Why do we have candy and tea and other enticing things in our offices? I’ll admit, it’s for us — I often steal Dr. Egland’s peanut M&Ms when he’s not looking (sorry, Paul), but in reality, it’s to entice you to come in! Come in and see us! Believe me, you don’t want us to come visit you in your dorm rooms, so you’ve got to come to us. We invite you in to see us, to get to know us, because that is why we are here — to teach and guide people on their journey towards discovering their own happiness. 

You see, the better we know you, the better we can teach you. When we know what your passions are as well as what motivates you, we can help you find your path.

The professor’s office is in many ways a sacred space. Secrets are told, friendships develop, tears are shed, laughs are had, life choices are made and re-made. You may think the good stuff happens in the classroom, and yes, sometimes it does, but the stuff of life can happen in the professor’s office. And first-year students often realize this later than they should. For some reason, first-year students are sometimes nervous to come and see us, believe it or not! 

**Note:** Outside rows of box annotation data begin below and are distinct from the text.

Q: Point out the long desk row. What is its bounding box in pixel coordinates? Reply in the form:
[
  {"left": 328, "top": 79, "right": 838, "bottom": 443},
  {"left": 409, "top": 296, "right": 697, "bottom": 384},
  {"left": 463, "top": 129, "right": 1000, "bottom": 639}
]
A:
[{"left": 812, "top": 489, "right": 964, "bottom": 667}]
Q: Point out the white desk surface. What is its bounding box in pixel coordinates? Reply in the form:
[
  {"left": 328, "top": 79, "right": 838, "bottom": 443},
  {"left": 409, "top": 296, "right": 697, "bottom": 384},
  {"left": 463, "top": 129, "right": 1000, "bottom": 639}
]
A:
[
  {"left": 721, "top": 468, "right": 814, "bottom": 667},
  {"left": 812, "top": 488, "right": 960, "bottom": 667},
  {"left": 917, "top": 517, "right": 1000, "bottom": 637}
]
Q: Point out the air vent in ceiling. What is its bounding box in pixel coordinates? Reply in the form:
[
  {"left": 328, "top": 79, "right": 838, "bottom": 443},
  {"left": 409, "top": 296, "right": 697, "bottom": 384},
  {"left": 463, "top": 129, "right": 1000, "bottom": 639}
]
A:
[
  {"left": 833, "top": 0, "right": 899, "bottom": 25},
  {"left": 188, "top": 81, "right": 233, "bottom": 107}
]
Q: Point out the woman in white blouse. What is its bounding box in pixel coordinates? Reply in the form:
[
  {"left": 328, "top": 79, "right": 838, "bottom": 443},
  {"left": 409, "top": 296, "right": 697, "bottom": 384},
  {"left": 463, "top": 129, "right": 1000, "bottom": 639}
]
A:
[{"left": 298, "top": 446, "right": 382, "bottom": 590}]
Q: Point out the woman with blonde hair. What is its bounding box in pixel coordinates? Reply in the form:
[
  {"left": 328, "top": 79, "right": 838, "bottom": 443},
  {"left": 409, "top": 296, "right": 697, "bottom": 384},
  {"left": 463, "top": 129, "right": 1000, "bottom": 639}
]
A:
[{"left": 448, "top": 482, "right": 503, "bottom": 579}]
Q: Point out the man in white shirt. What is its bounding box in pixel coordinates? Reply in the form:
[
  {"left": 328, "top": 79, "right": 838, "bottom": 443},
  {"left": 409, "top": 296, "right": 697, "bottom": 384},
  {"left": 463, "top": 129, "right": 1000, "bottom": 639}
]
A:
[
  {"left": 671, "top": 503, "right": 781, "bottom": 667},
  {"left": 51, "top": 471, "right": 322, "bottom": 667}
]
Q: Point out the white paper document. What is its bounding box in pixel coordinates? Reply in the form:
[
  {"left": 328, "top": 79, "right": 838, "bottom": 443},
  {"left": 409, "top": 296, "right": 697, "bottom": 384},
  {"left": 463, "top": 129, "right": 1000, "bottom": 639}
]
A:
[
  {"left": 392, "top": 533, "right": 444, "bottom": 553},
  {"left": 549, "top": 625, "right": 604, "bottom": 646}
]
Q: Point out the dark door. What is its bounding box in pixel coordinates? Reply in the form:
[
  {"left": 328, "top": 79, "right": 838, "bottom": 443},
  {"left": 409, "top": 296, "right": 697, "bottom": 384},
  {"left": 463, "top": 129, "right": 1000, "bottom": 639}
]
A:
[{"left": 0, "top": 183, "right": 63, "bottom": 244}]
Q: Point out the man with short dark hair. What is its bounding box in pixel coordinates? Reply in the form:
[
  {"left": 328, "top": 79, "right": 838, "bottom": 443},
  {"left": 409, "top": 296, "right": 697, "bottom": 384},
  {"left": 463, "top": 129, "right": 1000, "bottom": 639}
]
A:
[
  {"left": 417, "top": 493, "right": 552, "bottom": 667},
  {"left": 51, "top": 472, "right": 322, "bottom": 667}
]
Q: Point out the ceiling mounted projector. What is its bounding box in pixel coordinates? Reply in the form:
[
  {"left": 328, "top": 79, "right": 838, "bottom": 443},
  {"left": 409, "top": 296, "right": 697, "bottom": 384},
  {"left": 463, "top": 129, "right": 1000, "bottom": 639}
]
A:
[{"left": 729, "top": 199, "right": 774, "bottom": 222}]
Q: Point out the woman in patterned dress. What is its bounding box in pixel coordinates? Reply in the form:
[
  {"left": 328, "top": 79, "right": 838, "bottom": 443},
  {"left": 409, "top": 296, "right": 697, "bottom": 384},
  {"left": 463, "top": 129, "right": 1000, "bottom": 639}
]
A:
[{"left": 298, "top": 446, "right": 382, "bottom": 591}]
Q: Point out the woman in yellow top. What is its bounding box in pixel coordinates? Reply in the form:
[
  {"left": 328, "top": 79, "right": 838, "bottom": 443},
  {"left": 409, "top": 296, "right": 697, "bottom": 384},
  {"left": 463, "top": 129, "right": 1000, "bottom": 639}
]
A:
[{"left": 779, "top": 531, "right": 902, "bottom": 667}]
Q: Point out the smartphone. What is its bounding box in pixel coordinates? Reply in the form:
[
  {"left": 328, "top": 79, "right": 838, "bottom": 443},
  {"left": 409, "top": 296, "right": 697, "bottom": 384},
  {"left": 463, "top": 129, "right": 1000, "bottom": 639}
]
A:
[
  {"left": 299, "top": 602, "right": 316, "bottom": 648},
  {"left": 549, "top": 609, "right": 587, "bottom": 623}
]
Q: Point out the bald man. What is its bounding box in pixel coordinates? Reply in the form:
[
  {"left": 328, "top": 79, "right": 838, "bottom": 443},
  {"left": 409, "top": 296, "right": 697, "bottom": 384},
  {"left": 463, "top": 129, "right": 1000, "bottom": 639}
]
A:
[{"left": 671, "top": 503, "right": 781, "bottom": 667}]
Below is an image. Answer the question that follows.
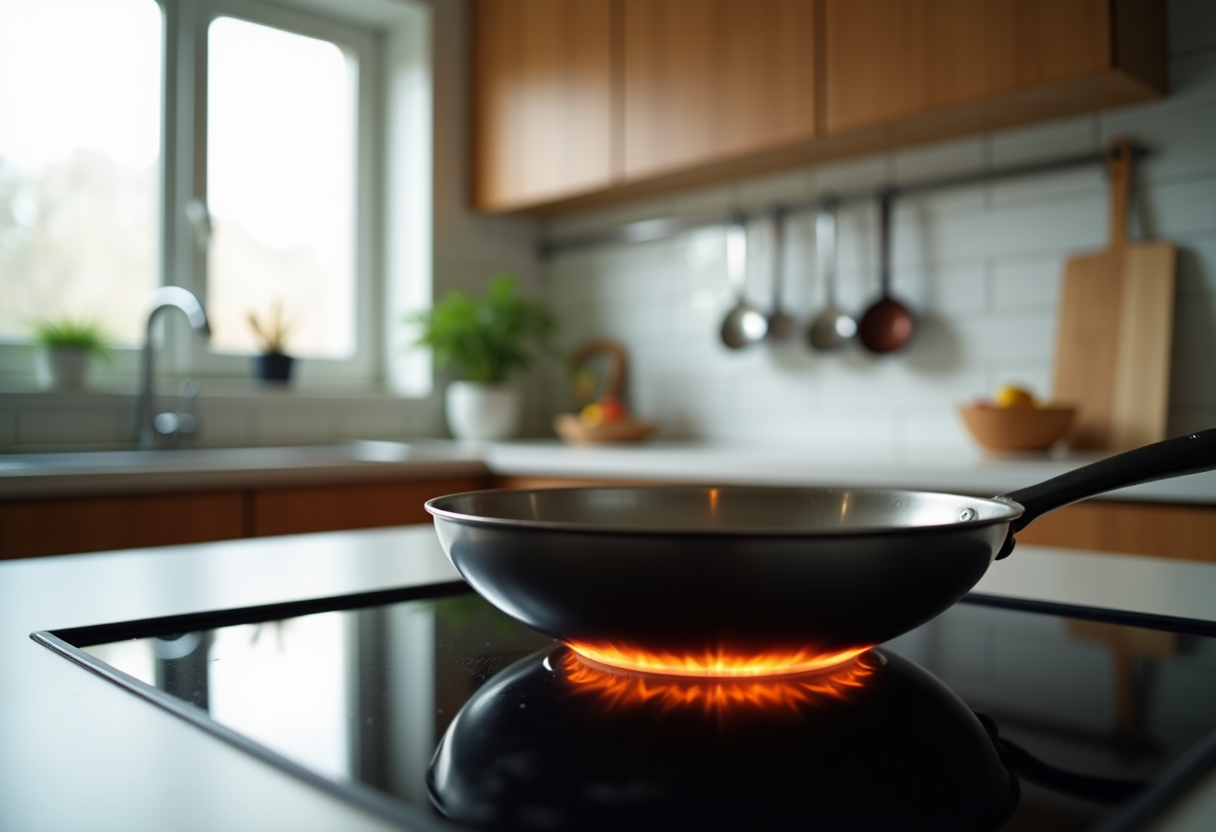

I promise we do not sit in our offices dressed like this (in black robes and hats). We are usually dressed like normal people, except for Dr. Miller in English, who always wears something purple. Believe me, we would much rather stop whatever we are doing (because it’s usually something fairly boring, like planning for another academic meeting) and talk to you. We love to hear your stories. We want to know what new idea you had in class. We are ready to hear why you are having a hard time studying, or help you discover why the first exam or paper didn’t go as well as you hoped. We are ready to help you find what makes you happy. And I’m not talking about happiness as an experience that briefly gives you some enjoyment, like going to a concert or watching the homecoming parade, although we surely encourage those activities. I’m talking about a deeper happiness, and you will be hearing about it as your vocation in your FYS course this year. This happiness, Hellen Keller writes, “is not attained through self-gratification, but through fidelity to a worthy purpose.” Helping you find your worthy purpose is our vocation, because watching you grow, learn, and mature over four years is a true joy. So, for the next four years, we’ll be there, in our offices, ready to listen, and happy to see you. I’ll see you in my office!